Real options model
Real options model
The Demand Scenarios Network Innovation Allowance (NIA) project has developed a prototype tool to support decisions about when to use our post-fault demand side management (DSM) technique as an alternative or in combination with traditional network reinforcement. The tool presents a variety of cost and risk metrics to compare the intervention strategies. This is a ‘real options’ approach to decision-making, which recognises uncertainty in future demand and flexibility in potential investments.
This work supports the transition to business-as-usual of the demand side management technique developed in our Capacity to Customers project (now known as 'Managed Connections').
Real options model
The initial work on developing the real options approach was done under a forerunner Innovation Funding Incentive (IFI) project ‘Demand Forecasts and Real Options’ with academics from the University of Manchester. The scoping report on approach can be found below. A peer-reviewed journal paper based on a 2015 academic version of the real options model can be found below.

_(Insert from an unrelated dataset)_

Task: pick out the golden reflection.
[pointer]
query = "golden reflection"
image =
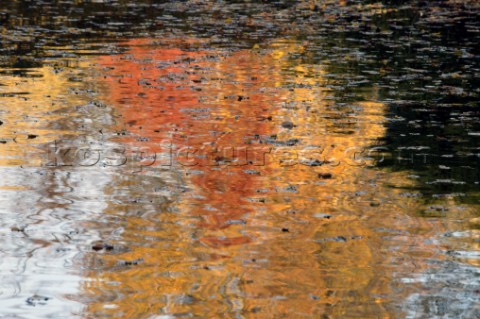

Within the Demand Scenarios NIA project, the prototype has been further adapted and developed for business use by ourselves. Our Real Options Cost Benefit Analysis (RO-CBA) tool can use the peak demand scenarios per substation which were developed in the NIA project. The tool is designed to consider specific investment projects at the grid and primary level, reflecting approval processes for capital projects, but may be used in future to set overall policy. Using a real-options approach with the improved demand scenarios helps ensure that load-related investment is well-justified from a regulatory and business perspective, and in particular will enable us to identify when a demand-side-response technique should be used to avoid or defer a traditional investment in capacity.
Work on the prototype is now complete and is being integrated routinely into business as usual processes; during the project it was used to justify signing one managed connection as an alternative to an expensive traditional reinforcement.
A presentation on the prototype model was given in June 2016 at the International Centre for Mathematical Sciences in a conference on ‘Energy Management: Flexibility, Risk and Optimisation’.